The firm said the size its forward order book had reduced by 23% to 5,108 homes, with the value of the orders down by 29% to £1.39bn.

Bellway said it bought just 2,428 plots in the period, nearly three quarters down on the 8660 plots bought in first half of the year in the previous year, reflecting “a more cautious approach towards land investment.” It said it walked away from the purchase of three previously agreed plots totalling 418 plots.

Jason Honeyman, chief executive, said: “Since the start of the new calendar year, mortgage rates have fallen from their recent peak, and we have been encouraged by a seasonal increase in visitor levels and an improvement in reservations.

“Looking ahead, Bellway’s experienced team and operational strength will enable us to navigate through changing market conditions.

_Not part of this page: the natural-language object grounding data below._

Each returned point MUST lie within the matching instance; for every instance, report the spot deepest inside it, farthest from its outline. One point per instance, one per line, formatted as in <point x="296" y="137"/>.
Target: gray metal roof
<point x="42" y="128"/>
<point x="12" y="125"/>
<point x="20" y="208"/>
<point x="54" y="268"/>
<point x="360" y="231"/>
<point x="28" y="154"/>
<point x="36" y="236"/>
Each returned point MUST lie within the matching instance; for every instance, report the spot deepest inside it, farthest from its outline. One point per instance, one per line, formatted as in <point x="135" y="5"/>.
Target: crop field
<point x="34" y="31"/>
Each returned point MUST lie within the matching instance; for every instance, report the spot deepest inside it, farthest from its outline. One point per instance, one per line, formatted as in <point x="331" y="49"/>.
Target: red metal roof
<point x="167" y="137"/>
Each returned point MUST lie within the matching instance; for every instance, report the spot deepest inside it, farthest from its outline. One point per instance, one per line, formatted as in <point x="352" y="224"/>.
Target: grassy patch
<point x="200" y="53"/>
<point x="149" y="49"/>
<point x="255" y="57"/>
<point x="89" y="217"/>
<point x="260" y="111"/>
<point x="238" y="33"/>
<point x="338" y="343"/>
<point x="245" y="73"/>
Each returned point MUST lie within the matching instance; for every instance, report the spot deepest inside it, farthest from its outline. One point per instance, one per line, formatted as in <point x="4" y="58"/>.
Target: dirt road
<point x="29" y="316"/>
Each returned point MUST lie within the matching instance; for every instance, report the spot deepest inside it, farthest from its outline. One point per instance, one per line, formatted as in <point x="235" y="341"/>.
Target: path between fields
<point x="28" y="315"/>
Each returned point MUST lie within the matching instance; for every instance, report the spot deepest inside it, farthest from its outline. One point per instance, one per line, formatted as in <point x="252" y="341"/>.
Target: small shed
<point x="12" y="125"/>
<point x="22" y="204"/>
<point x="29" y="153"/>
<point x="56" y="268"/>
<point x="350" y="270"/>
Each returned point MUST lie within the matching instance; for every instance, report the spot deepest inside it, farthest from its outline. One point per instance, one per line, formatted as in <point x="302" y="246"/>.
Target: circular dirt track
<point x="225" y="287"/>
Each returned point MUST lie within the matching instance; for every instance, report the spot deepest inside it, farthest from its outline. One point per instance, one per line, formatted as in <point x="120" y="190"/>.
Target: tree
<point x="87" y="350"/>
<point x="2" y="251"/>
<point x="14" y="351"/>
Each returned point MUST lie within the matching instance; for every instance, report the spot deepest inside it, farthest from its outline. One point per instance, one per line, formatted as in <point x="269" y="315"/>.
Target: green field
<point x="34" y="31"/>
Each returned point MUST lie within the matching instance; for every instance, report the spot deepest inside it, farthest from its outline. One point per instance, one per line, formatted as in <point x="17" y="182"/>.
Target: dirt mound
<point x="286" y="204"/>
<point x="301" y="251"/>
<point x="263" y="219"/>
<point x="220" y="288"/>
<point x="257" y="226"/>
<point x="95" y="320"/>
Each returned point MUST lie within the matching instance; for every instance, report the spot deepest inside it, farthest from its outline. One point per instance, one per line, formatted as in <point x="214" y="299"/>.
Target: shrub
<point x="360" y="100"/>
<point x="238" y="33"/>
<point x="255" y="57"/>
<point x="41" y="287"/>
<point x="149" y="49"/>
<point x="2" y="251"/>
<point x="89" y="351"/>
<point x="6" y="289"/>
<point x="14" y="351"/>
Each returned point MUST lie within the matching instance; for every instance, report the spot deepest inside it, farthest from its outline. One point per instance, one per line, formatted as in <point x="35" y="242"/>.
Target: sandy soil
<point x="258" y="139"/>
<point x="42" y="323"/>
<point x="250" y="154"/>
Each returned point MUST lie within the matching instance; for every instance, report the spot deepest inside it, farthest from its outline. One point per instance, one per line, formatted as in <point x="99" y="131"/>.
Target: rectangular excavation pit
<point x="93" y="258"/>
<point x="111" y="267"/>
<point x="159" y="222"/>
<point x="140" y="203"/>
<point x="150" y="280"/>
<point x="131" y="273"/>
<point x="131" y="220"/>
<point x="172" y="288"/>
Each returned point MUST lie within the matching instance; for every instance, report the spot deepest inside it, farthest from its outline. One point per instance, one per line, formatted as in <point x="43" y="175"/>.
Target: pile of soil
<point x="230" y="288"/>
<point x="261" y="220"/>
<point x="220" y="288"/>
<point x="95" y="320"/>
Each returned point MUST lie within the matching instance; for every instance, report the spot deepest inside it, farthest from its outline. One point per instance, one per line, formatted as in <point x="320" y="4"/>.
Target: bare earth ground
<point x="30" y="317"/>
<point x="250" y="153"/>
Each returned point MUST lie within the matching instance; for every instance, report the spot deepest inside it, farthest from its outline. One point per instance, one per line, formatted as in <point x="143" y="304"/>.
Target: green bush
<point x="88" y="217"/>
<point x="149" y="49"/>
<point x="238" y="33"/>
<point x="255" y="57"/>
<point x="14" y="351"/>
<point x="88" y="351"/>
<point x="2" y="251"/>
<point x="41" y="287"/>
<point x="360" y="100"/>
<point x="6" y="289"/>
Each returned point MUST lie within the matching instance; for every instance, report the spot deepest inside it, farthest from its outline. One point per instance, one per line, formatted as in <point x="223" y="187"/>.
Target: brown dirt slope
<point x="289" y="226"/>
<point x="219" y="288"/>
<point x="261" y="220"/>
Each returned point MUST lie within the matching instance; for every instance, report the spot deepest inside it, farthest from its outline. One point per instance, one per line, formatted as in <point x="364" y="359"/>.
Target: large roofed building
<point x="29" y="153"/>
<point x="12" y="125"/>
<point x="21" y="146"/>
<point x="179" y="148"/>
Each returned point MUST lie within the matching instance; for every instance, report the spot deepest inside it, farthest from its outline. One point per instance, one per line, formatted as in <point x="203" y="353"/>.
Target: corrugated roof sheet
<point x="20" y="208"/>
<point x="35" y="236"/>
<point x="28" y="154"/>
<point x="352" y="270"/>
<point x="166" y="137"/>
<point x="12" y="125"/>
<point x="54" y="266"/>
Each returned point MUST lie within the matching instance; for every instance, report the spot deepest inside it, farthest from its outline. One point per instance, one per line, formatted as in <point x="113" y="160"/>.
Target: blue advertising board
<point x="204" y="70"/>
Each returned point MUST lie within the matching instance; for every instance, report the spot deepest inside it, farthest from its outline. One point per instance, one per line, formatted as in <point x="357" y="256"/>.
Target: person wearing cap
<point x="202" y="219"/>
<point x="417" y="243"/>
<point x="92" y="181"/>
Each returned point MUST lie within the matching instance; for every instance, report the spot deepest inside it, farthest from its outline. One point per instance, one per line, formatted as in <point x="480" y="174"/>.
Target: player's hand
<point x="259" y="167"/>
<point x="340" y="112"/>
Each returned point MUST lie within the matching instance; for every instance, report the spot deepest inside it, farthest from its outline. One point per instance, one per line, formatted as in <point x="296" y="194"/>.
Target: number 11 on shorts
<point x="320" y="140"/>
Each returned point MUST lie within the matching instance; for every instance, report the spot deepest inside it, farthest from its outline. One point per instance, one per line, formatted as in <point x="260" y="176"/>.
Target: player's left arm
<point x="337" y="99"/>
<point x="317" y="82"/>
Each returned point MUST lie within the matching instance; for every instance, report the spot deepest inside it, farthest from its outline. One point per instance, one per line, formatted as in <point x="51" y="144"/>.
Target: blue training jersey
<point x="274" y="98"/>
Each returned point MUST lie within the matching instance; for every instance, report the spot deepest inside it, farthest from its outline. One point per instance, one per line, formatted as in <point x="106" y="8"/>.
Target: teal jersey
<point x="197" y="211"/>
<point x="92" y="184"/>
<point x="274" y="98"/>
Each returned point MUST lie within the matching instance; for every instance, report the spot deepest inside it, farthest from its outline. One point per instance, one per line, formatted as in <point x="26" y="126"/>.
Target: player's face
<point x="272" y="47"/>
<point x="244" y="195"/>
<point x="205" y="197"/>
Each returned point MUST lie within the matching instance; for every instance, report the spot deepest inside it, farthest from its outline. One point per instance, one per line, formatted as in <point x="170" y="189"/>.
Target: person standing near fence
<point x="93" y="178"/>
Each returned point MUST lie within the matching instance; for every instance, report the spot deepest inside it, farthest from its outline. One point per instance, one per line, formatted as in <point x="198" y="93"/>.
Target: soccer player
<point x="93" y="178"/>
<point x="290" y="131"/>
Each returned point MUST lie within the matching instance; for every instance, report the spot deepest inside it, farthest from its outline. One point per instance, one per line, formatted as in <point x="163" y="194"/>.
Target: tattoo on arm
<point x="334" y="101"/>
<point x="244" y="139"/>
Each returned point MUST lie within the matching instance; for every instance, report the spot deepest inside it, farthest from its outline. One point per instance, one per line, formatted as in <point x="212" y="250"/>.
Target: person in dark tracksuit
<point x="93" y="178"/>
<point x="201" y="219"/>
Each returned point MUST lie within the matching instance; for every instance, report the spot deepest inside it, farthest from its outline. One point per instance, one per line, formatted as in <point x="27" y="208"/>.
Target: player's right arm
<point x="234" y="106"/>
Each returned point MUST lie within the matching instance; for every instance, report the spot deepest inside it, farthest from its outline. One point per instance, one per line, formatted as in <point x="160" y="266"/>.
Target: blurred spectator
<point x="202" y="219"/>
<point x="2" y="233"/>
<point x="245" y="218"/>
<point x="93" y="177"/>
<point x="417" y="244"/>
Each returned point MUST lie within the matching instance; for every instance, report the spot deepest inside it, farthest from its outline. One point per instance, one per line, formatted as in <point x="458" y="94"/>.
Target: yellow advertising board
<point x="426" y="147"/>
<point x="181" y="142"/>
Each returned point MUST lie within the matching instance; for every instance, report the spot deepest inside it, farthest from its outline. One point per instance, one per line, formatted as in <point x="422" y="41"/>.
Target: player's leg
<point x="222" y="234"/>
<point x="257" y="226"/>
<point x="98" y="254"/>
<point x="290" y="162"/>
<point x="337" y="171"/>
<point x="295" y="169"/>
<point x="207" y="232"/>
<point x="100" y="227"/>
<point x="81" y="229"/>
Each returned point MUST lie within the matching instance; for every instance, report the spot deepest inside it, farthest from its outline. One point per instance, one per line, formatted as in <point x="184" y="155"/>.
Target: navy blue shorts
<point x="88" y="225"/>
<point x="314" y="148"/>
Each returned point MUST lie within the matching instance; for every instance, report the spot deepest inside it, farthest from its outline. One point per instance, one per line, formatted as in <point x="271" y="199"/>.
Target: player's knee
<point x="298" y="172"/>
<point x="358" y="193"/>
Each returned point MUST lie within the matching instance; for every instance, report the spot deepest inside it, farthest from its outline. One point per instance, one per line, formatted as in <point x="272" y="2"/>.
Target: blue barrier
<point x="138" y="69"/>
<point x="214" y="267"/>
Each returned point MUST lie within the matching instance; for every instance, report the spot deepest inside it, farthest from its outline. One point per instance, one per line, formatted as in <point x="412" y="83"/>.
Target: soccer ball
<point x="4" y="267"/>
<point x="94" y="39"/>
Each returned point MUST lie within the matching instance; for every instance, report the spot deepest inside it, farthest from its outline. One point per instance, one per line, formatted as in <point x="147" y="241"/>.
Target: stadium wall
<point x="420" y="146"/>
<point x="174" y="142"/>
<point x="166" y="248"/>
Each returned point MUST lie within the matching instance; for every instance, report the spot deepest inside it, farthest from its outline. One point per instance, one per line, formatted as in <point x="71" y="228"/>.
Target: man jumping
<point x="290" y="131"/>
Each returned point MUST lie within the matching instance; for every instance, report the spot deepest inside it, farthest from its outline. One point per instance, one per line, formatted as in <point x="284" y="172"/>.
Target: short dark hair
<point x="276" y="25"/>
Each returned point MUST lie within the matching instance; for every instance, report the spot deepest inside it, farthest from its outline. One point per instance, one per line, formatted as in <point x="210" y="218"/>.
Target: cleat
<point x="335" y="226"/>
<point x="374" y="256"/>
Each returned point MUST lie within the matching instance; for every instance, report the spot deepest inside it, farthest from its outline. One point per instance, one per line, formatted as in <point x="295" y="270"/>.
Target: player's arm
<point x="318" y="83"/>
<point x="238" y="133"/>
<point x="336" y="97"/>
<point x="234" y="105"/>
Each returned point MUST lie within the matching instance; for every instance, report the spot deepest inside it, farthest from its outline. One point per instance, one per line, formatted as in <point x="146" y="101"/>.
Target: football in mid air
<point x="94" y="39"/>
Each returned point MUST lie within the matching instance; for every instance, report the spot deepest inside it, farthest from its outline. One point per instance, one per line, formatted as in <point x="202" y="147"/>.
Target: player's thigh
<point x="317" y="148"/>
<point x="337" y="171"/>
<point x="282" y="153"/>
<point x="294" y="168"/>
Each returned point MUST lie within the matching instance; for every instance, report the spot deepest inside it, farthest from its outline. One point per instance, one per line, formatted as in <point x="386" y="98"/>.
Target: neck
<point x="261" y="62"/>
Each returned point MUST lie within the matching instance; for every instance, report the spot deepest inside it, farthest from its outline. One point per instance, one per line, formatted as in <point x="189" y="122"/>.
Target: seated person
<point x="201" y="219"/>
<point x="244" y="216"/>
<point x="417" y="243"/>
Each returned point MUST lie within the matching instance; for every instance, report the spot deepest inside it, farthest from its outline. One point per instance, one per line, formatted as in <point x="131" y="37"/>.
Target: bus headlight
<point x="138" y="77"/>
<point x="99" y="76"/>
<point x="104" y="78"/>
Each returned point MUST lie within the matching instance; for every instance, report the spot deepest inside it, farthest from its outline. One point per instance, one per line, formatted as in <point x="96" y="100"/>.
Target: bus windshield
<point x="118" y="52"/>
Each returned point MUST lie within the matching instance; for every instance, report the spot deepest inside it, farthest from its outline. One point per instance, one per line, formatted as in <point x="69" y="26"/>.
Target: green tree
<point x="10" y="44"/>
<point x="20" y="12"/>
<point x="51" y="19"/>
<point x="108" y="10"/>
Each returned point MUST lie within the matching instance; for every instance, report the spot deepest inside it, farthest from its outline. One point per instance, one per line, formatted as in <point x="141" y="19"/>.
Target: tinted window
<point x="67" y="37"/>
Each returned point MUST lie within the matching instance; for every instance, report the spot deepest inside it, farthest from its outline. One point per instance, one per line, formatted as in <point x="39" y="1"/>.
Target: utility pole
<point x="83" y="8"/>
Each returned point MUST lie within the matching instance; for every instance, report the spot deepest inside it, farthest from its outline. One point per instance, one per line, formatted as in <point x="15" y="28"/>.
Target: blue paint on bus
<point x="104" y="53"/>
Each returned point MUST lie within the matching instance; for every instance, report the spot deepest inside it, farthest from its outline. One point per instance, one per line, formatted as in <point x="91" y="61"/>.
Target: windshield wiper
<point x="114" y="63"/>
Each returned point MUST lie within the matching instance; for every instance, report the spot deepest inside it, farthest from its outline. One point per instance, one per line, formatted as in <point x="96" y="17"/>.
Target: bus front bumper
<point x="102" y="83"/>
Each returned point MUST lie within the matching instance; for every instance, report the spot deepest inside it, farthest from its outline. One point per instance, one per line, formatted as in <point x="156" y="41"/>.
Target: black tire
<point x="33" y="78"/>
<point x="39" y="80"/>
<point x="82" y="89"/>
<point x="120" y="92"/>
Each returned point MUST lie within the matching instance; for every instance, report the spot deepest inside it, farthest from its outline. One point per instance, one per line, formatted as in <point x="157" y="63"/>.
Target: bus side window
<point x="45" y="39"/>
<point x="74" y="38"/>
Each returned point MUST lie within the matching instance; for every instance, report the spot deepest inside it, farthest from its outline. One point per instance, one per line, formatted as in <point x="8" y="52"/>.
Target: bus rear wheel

The Group has a robust balance sheet, with substantial cash resources and it is well-placed to invest, when compelling market opportunities arise, to continue to deliver returns for shareholders in the future.”

The firm said that while still lower than January 2022, it had been “encouraged” by visitor numbers at outlets in January, which were “significantly ahead of the levels in the fourth quarter of calendar year 2022”. It added that “website traffic and enquiries have also been strong, providing some grounds for optimism for the spring selling season”, while headline pricing has “remained robust”, albeit, “targeted incentives” were being used in some instances to secure reservations.

The firm said it will report revenue for the half year of £1.8bn, up from £1.78bn last year.

Bellway said it was reviewing the terms of the recently published contract underpinning the government’s “developer pledge” to fix fire safety issues on its existing buildings, and did not anticipate making any further financial provisions related to it.